Richardson's hat trick against Morrow leads to area win

COVINGTON -- Rysan Richardson may have been knocked around, but he was able to maintain his balance and focus long enough to score three goals, giving Alcovy a 4-1 win over Morrow to start Area 2-AAAAAA play on Tuesday.

It took some time for the Tigers (3-1, 1-0) to get used to Morrow's (1-1, 0-1) speed. But once they did, Alcovy was able to move the ball with more control and confidence.

"I've got a lot of respect for (Morrow) coach Herbert Dunbar," Alcovy head coach Chris Edgar said. "I met him a couple of weeks ago and he showed me some of his players play, he's got some speed. He kept them up top and presented us some challenges. Fortunately, my guys didn't let the speed beat us."

That confidence came to fruition with less than eight minutes left in the first half when Richardson caught the keeper running toward the ball. Even though Morrow keeper Sterling Taylor took Richardson's feet out from under him, the ball managed to find the back of the net to give Alcovy the lead.

The Alcovy defense started the second half stepping its game up. But a lapse in judgement allowed the Mustangs' Richelieu Hayes to tie the game 15 minutes into the second half.

"We have to work hard to get our goals and that's fine," Edgar said. "But it seems like we give goals to other teams.
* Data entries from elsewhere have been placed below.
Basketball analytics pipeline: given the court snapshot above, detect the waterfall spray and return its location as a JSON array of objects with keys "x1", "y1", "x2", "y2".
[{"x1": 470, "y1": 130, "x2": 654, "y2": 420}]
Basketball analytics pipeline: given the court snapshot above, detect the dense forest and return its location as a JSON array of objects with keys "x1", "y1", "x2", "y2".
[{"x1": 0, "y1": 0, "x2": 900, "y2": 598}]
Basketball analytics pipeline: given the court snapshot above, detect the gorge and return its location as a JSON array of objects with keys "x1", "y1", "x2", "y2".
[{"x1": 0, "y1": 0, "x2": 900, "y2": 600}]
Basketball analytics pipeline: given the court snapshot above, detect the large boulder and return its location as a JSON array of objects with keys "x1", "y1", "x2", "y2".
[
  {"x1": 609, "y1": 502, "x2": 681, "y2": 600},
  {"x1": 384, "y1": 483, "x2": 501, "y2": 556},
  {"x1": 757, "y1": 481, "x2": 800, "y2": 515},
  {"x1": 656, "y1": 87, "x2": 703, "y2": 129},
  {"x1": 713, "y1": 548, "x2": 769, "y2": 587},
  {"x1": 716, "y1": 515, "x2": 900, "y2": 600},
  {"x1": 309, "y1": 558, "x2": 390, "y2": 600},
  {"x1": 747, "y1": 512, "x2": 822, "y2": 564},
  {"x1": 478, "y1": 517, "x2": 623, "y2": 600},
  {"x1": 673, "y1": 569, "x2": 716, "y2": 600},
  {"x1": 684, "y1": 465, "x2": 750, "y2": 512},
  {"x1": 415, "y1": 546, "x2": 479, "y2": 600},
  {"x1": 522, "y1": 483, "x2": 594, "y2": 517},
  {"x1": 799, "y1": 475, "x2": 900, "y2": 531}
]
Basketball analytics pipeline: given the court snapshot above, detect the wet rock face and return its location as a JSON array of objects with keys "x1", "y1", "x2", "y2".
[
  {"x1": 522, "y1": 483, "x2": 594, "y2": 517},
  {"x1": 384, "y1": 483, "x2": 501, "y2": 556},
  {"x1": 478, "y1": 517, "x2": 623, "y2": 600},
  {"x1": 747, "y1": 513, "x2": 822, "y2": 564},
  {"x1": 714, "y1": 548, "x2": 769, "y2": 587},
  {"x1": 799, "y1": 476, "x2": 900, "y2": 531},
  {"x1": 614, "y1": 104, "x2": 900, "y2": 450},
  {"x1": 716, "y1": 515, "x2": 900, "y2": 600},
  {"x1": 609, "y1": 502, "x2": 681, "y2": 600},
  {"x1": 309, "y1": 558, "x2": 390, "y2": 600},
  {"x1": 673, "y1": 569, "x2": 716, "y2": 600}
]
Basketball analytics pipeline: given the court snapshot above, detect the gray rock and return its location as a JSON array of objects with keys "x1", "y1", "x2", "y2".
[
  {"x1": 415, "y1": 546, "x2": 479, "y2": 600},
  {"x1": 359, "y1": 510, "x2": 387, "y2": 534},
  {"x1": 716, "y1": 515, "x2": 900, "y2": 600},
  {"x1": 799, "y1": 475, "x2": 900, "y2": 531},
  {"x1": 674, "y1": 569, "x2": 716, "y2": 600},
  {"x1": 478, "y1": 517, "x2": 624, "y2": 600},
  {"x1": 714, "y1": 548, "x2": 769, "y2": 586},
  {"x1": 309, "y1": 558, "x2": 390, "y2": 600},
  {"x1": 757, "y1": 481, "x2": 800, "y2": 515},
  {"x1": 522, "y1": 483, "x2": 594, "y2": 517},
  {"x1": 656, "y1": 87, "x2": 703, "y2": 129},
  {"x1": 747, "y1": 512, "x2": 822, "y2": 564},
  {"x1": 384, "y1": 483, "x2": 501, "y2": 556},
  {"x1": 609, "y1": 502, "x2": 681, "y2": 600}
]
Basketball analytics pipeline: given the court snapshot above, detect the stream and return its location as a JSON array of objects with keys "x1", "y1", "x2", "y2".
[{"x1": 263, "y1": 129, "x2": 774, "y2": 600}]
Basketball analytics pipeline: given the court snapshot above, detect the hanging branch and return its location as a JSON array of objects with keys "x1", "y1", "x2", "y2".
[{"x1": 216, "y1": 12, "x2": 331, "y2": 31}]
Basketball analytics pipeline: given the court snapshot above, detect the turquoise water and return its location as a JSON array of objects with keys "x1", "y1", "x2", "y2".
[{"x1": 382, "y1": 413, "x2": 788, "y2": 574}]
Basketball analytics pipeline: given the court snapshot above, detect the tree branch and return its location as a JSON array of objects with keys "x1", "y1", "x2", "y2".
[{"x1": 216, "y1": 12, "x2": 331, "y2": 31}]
Most of the goals we've given up this season have been a miscommunication or something like that."

But once again, Richardson was able to fight off a hit which knocked him off balance to kick the go-ahead goal a minute later.

"We've faced some adversity and they've responded as a team," Edgar said. "They believe that they can win in tight situations. In the years past I don't know that they thought they could have done that."

Even though Morrow had a strong push in the final five minutes of the game, it was Richardson that came up with the goal with 3:04 left to play. The final score of the contest, a penalty kick by Jordan Adair, came with 1:01 showing on the clock.

"He's come a long way from the eighth-grader that started this program," Edgar said of Richardson. "He's fast, he's physical, he can finish and he's an unselfish player. I expect him to go on next year (to college) and do some great things."